Viel wussten die Menschen im Dorf bis dato nicht über ihn. Vor allem galt er als fleißig. Er war Töpfer, Ofensetzer, Fliesenleger, Tierzüchter, Tierbestatter, Betriebsleiter, Maschinist, Marathonläufer. Gebürtig stammte er aus Gunzenhausen im Altmühltal. Doch es waren weder geschäftliche noch sportliche Interessen, die ihn nach Oberstdorf verschlagen hatten. Es war der Glaube. Die Botschaft Jesu, die er in einer Predigt gehört hatte: „Verkaufe alles, was du hast, und folge mir nach.“Nachdem er über einen Bekannten von einem leer stehenden Anwesen in Oberstdorf erfahren hatte, ließ er es ab 1954 in ein christliches Jugendheim umbauen. Im Februar 1956 zog er mit seiner Frau und acht Kindern um.
Sieben Monate später riss das Schicksal drei seiner Söhne aus dem Verbund. Ausgerechnet im beschaulichen Allgäu, das der Vater entgegen seinem ursprünglichen Ziel – Namibia – auserkoren hatte.
Drei Wochen nach dem Tod der Brüder erhielten die Hinterbliebenen überraschend Besuch. Ein Bergsteiger fand einen stark beschädigten Fotoapparat in der Nähe der Unglücksstelle. Die Eltern erkannten die Kamera sofort. Sie ließen den unbeschädigten Film entwickeln. Als sie die Fotos in der Hand hielten, erlebten Hans und Rosa Krebs einen Gänsehautmoment, von dem sie bis an ihr Lebensende erzählten. Die Bilder zeigen ihre Söhne inmitten der wunderbaren Allgäuer Alpen. Heiter, gelöst, mit sich und der Welt im Reinen. Ein Teil der 32 Farbfotos entstand kurz vor dem Unglück.

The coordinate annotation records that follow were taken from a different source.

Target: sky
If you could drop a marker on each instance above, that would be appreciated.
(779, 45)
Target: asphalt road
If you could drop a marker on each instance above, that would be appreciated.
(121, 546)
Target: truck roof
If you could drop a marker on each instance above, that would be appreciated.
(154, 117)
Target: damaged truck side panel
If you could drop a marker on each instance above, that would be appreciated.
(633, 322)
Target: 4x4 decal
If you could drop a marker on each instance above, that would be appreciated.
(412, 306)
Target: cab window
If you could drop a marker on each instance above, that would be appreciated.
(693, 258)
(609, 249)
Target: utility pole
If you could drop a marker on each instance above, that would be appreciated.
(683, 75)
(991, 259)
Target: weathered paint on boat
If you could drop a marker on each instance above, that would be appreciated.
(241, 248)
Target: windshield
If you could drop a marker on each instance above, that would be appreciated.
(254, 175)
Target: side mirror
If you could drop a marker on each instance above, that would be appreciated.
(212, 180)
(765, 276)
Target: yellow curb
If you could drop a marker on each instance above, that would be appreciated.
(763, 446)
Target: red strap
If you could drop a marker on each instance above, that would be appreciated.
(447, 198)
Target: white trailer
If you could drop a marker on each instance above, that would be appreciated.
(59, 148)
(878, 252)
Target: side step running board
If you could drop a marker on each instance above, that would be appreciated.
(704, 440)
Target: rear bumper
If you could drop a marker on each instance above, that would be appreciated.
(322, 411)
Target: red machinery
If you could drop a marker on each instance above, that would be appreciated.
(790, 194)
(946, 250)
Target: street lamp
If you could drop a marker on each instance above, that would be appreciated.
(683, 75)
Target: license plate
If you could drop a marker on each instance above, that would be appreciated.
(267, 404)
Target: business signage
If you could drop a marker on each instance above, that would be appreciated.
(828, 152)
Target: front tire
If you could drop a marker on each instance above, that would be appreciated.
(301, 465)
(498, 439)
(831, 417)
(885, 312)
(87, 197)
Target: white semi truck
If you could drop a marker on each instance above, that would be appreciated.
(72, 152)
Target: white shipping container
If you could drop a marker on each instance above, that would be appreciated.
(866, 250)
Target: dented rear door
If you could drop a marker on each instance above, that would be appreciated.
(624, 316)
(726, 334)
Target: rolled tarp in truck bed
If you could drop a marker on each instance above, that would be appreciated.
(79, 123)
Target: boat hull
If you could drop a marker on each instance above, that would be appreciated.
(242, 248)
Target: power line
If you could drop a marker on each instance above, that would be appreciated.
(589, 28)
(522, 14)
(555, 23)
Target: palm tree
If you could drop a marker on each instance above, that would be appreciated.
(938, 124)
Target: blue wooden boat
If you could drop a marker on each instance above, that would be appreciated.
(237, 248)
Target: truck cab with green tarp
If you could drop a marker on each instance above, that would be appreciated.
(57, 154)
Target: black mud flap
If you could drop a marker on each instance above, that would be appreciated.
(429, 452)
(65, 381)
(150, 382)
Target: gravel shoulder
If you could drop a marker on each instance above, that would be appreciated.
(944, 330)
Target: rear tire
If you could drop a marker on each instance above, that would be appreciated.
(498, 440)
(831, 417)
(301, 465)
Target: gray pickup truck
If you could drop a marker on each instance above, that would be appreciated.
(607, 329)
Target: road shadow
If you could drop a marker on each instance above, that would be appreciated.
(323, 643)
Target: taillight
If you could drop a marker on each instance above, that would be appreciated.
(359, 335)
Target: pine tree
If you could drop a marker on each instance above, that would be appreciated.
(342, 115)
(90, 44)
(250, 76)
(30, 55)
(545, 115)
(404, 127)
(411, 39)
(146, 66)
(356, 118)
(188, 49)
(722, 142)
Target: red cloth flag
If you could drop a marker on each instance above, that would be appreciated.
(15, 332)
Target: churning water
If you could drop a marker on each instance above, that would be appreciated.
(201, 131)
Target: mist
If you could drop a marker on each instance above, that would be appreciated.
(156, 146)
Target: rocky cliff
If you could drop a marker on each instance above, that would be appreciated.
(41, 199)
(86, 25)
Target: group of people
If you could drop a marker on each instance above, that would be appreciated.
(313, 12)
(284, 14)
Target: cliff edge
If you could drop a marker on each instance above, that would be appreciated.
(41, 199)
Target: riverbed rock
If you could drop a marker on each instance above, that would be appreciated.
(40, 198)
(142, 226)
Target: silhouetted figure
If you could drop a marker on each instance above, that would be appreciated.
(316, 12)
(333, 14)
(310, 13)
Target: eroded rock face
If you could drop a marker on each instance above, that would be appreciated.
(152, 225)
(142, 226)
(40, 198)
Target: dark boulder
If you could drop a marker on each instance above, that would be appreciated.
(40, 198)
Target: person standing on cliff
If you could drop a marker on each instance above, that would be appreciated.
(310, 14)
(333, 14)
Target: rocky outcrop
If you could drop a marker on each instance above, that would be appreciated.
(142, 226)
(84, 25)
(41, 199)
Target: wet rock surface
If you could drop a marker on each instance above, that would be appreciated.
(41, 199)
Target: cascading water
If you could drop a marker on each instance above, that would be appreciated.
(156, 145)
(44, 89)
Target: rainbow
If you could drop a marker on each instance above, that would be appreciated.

Die Eltern sahen darin eine tiefere Bedeutung. Inmitten ihrer Verzweiflung spürten sie, dass ihr Leben weitergehen musste. Vielleicht dachten sie an die biblische Figur von Lots Frau aus dem Alten Testament. Nachdem ihr Zuhause in Sodom zerstört wurde, ist sie unfähig, wie ihr aufgetragen, nach vorne zu blicken – und erstarrt zur Salzsäule.
Hans Krebs, der umtriebige Vater, erstellte aus dem Foto-Fundus seiner
Söhne einen Diavortrag, den er fortan bei Freizeiten im christlichen Jugendheim zeigte. Die jungen Gäste waren ergriffen, wenn er ihnen am Beispiel seiner verunglückten Söhne vor Augen führte, wie schnell das Leben zu Ende sein kann.
Und sie waren beeindruckt, von der Stärke des Hinterbliebenen, sein Schicksal zu akzeptieren und Frieden darin zu finden, dass seine drei Buben „in Gottes Arme fielen“. Mit einem Mal erschienen ihnen die eigenen Probleme als geradezu banal im Vergleich zu dem, was das Ehepaar Krebs durchlebte.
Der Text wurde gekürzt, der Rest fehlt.